8. A semiconductor nanocrystal-based lateral flow microarray (SN-LFM) device for detecting the presence or absence of a plurality of single-stranded target nucleic acids in one or more fluid samples, comprising a lateral flow matrix which defines a flow path and which comprises in series:

(a) a sample receiving zone for receiving the fluid sample(s);

(b) a labeling zone in lateral flow contact with said sample receiving zone, wherein the labeling zone comprises a porous material containing a plurality of different detection oligonucleotides reversibly bound thereto, which detection oligonucleotides are complementary to first sequences of a plurality of respective target nucleic acids and are coupled to differentiable semiconductor nanocrystals with different spectral emission characteristics; and,

(c) a capture zone in lateral flow contact with said labeling zone, said capture zone comprising a microporous membrane, at least a portion of which contains a plurality of different capture oligonucleotides immobilized thereto, which capture oligonucleotides are complementary to second sequences of a plurality of respective target nucleic acids, and wherein the different capture oligonucleotides are immobilized to the microporous membrane at a feature size of 300 μm or less in diameter.

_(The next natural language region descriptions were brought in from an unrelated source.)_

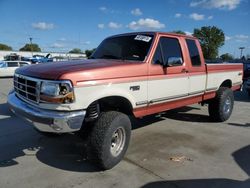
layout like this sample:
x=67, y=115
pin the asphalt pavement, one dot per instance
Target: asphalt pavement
x=180, y=148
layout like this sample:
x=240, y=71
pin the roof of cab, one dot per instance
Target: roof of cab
x=154, y=33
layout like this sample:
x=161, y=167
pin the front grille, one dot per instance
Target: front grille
x=27, y=88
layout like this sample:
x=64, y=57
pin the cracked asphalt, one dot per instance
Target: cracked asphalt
x=180, y=148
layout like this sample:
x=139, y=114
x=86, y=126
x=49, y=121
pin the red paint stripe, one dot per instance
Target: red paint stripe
x=152, y=109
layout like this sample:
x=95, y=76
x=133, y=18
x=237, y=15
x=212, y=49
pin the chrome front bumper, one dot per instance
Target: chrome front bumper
x=46, y=120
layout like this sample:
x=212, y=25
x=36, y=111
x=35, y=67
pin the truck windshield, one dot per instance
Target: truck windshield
x=129, y=47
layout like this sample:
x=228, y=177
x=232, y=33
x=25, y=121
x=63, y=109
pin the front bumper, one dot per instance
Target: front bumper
x=47, y=120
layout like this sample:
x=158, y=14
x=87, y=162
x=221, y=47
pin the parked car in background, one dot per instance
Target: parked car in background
x=248, y=87
x=39, y=59
x=12, y=57
x=7, y=68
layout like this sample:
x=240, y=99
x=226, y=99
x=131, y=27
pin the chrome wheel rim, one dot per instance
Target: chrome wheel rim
x=227, y=105
x=117, y=141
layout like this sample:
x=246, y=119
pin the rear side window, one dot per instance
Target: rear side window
x=193, y=52
x=167, y=48
x=170, y=48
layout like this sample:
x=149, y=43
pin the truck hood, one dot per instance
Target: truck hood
x=85, y=70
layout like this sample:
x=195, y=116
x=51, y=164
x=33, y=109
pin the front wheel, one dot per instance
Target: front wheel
x=109, y=139
x=221, y=107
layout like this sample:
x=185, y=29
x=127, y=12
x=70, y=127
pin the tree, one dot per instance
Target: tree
x=5, y=47
x=211, y=39
x=226, y=57
x=30, y=48
x=179, y=32
x=89, y=52
x=75, y=51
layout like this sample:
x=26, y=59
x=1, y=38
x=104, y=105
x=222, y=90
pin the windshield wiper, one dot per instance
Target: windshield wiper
x=107, y=56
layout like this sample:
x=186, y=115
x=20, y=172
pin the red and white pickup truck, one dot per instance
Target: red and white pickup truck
x=134, y=74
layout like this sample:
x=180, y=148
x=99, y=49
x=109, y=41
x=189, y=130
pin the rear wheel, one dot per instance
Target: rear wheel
x=221, y=107
x=109, y=139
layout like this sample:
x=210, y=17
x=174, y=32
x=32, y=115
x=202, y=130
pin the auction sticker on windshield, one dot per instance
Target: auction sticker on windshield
x=143, y=38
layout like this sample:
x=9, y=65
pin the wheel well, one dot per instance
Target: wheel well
x=114, y=103
x=226, y=83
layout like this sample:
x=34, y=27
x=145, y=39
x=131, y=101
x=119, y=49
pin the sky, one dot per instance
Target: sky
x=61, y=25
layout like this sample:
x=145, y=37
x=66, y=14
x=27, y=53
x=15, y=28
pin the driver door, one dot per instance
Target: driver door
x=167, y=83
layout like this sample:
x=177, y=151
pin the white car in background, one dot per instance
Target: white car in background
x=7, y=68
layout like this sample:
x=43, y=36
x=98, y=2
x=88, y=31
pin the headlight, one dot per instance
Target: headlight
x=50, y=88
x=56, y=92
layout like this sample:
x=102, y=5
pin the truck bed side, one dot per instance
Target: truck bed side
x=228, y=75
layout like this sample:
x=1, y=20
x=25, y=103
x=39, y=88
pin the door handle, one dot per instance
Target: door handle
x=184, y=71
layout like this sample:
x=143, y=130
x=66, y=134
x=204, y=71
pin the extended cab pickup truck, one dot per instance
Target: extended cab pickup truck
x=134, y=74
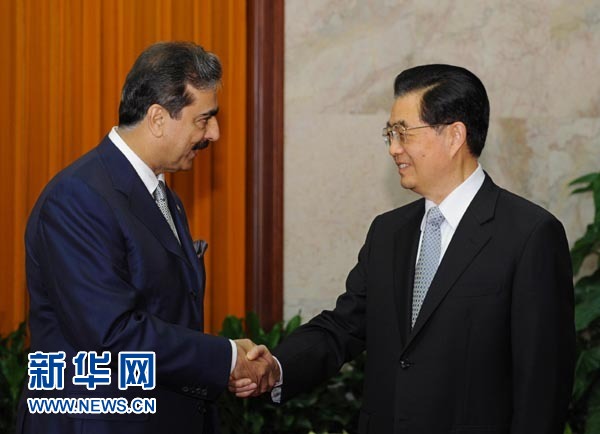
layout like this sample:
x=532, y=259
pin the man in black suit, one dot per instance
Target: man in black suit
x=463, y=299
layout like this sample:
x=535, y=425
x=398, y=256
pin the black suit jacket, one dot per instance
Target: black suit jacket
x=105, y=273
x=492, y=350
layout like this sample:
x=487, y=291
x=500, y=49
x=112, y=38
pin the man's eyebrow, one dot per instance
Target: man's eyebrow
x=208, y=114
x=401, y=122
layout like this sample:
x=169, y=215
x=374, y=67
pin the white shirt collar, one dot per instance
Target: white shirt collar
x=454, y=206
x=146, y=174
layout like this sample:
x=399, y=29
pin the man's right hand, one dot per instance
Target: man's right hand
x=255, y=372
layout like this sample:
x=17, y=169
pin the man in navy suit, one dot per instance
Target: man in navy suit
x=463, y=299
x=111, y=265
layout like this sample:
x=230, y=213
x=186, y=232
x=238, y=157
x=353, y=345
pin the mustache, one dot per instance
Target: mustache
x=203, y=144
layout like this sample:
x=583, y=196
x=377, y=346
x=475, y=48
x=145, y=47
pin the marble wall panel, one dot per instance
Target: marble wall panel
x=540, y=63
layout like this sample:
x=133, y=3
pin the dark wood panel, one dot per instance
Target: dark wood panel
x=264, y=289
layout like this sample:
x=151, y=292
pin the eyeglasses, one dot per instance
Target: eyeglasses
x=399, y=132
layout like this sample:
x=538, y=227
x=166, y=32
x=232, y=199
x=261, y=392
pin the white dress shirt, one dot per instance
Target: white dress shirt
x=453, y=208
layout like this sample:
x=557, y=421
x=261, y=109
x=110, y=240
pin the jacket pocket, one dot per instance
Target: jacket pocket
x=480, y=429
x=475, y=289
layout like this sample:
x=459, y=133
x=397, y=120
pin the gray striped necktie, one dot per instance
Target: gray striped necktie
x=429, y=259
x=160, y=197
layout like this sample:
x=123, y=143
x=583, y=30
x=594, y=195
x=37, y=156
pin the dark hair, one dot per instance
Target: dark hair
x=160, y=76
x=451, y=94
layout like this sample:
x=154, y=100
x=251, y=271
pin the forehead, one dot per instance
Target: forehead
x=203, y=99
x=406, y=109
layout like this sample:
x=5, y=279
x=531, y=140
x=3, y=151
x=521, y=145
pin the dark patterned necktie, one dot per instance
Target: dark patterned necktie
x=429, y=259
x=160, y=197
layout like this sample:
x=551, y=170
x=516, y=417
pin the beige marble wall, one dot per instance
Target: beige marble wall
x=540, y=62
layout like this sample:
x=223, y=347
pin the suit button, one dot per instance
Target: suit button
x=405, y=364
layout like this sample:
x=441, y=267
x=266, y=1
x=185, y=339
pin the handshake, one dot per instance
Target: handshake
x=256, y=370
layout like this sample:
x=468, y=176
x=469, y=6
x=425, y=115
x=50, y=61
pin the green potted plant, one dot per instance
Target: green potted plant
x=13, y=370
x=584, y=417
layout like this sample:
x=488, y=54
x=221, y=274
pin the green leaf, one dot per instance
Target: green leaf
x=592, y=424
x=588, y=310
x=587, y=244
x=587, y=365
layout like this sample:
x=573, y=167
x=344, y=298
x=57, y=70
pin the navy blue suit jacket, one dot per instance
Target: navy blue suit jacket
x=105, y=273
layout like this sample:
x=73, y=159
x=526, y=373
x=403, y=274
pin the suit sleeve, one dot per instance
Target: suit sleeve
x=543, y=333
x=317, y=350
x=82, y=256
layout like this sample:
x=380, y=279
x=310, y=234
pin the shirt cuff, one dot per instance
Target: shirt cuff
x=276, y=392
x=233, y=356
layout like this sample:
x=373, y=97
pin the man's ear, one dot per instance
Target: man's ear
x=155, y=119
x=458, y=137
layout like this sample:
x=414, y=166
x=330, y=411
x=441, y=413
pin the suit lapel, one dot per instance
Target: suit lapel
x=406, y=241
x=470, y=237
x=186, y=241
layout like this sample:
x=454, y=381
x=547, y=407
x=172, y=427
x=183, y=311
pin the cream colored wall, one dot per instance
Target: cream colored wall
x=539, y=60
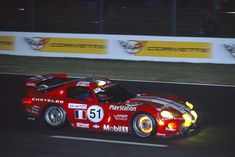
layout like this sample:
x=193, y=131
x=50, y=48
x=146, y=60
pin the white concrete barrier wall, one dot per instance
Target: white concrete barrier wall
x=123, y=47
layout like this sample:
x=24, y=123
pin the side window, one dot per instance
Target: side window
x=79, y=93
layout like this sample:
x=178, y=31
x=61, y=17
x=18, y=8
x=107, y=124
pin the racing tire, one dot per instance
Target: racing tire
x=144, y=125
x=55, y=117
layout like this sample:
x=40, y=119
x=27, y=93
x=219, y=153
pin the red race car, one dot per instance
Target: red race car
x=101, y=104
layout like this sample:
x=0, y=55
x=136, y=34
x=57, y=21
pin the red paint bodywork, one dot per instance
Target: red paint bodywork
x=114, y=117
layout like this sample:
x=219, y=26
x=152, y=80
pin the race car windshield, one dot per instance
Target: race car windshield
x=114, y=94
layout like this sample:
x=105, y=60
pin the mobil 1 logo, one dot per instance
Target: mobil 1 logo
x=95, y=113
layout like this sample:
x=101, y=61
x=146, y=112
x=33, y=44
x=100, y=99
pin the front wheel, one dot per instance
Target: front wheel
x=144, y=125
x=55, y=116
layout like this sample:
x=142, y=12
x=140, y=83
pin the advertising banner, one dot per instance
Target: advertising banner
x=68, y=45
x=7, y=43
x=168, y=48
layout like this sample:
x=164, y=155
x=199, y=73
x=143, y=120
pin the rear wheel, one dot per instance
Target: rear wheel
x=55, y=116
x=144, y=125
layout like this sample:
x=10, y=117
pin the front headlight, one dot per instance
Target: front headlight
x=167, y=114
x=194, y=113
x=190, y=106
x=187, y=120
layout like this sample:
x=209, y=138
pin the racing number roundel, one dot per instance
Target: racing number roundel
x=95, y=113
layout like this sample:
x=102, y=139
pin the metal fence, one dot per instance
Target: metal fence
x=203, y=18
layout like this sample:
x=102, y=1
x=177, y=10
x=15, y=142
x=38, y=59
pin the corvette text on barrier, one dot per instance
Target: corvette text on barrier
x=103, y=105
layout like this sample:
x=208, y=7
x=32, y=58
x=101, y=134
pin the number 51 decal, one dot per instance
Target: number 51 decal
x=94, y=113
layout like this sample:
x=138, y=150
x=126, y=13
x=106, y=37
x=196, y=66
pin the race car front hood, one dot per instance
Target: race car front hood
x=160, y=103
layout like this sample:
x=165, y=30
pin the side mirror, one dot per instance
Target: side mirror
x=89, y=99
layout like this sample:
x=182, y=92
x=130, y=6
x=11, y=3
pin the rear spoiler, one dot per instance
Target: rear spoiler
x=39, y=79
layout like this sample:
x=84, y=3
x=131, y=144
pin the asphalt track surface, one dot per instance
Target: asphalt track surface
x=20, y=137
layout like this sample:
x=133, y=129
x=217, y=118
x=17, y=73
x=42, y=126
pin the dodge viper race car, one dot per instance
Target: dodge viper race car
x=103, y=105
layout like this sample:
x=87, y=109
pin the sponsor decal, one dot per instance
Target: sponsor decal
x=169, y=49
x=68, y=45
x=165, y=102
x=37, y=43
x=121, y=117
x=7, y=43
x=115, y=128
x=134, y=103
x=109, y=85
x=132, y=46
x=97, y=90
x=77, y=106
x=48, y=100
x=230, y=48
x=80, y=114
x=36, y=108
x=122, y=108
x=83, y=83
x=82, y=125
x=96, y=126
x=61, y=92
x=95, y=113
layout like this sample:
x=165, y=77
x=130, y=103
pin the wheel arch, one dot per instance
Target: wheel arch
x=152, y=114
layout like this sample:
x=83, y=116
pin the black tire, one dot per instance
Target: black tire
x=55, y=116
x=144, y=125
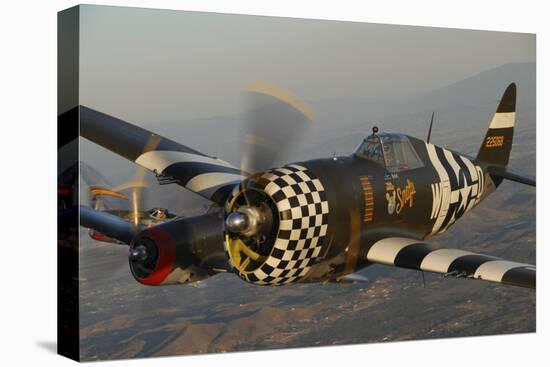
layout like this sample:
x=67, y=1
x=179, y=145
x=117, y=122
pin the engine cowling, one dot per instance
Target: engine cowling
x=177, y=252
x=282, y=226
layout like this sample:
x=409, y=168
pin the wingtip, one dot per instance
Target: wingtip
x=508, y=101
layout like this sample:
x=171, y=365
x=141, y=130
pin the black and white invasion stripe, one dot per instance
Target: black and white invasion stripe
x=203, y=175
x=414, y=254
x=460, y=187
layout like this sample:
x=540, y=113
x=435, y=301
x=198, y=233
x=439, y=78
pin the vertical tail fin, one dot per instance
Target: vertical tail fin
x=496, y=146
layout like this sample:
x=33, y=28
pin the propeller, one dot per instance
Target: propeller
x=276, y=121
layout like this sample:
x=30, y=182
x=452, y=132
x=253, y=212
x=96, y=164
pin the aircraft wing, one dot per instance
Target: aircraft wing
x=413, y=254
x=207, y=176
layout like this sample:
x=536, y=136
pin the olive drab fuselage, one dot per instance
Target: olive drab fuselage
x=367, y=202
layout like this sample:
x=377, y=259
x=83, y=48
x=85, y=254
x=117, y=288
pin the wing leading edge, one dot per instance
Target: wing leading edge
x=417, y=255
x=207, y=176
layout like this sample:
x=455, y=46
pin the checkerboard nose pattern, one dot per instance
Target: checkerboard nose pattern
x=303, y=222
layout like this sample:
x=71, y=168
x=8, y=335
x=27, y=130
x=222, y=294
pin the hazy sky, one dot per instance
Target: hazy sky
x=151, y=65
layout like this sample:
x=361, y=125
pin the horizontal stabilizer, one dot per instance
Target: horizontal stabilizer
x=497, y=171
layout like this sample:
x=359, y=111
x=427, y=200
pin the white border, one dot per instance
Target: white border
x=28, y=85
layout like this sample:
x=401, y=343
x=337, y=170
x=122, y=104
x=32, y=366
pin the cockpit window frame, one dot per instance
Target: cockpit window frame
x=380, y=141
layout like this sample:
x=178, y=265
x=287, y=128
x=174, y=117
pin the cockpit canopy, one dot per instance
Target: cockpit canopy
x=393, y=151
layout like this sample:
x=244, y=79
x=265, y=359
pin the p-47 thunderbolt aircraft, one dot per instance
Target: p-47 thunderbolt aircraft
x=312, y=221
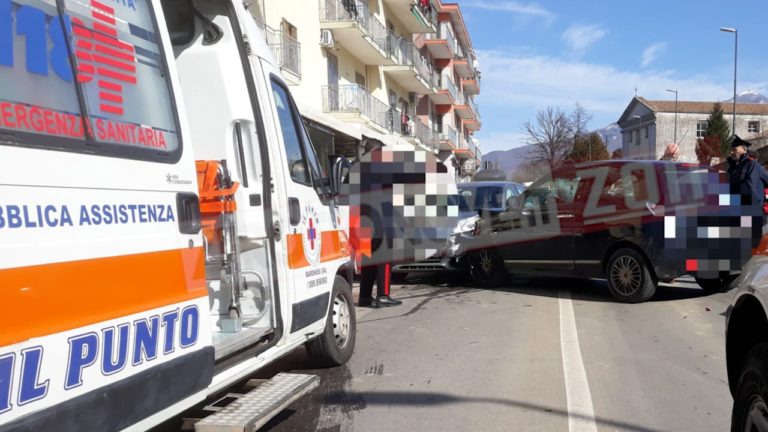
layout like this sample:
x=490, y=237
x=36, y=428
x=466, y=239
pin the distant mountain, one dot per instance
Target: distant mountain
x=507, y=160
x=510, y=160
x=750, y=96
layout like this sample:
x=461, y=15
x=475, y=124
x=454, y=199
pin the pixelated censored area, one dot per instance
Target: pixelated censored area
x=714, y=238
x=685, y=218
x=405, y=201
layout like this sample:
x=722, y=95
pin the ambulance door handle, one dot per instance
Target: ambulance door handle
x=188, y=209
x=294, y=211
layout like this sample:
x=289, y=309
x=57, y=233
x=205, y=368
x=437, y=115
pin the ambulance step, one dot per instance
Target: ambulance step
x=249, y=412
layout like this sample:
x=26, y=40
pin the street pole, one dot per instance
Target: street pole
x=735, y=63
x=675, y=92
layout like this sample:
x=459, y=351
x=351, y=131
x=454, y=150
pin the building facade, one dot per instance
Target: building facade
x=402, y=71
x=648, y=126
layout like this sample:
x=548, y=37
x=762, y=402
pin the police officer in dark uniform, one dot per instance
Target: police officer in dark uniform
x=367, y=229
x=747, y=177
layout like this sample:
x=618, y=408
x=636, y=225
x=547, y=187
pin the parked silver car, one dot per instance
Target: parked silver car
x=746, y=346
x=475, y=199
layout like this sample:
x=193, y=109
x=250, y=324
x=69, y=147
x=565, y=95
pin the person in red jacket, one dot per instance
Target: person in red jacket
x=366, y=238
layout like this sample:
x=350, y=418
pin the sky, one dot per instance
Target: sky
x=556, y=53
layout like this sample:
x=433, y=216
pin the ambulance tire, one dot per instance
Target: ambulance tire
x=335, y=346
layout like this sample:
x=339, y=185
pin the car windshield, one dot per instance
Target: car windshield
x=481, y=197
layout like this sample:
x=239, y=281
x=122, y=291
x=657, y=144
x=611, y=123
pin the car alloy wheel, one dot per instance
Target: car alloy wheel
x=756, y=419
x=485, y=263
x=626, y=275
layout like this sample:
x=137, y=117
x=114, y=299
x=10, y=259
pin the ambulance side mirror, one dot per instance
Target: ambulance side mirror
x=340, y=169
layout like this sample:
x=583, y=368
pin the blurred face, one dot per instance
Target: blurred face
x=736, y=152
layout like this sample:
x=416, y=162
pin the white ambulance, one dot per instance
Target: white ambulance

9. A imaging device for collecting data from an SN-LFM assay, comprising,

(a) one or more UV LEDs for exciting a semiconductor nanocrystal label used in the SN-LFM assay,

(b) an electronic camera with a CCD or CMOS optical sensor for detecting the emission from the excited nanocrystals;

(c) an imaging platform or surface onto which SN-LFM assay detection membranes are located; and,

(d) a power and data USB interface.

10. The imaging device of claim 9, further comprising a solid state memory storage element.

11. The imaging device of claim 9, further comprising a longpass optical filter placed in front of the lens of the electronic camera.

12. The imaging device of claim 9, further comprising an SN-LFM device according to any one of claims 1-8 integrated therewith.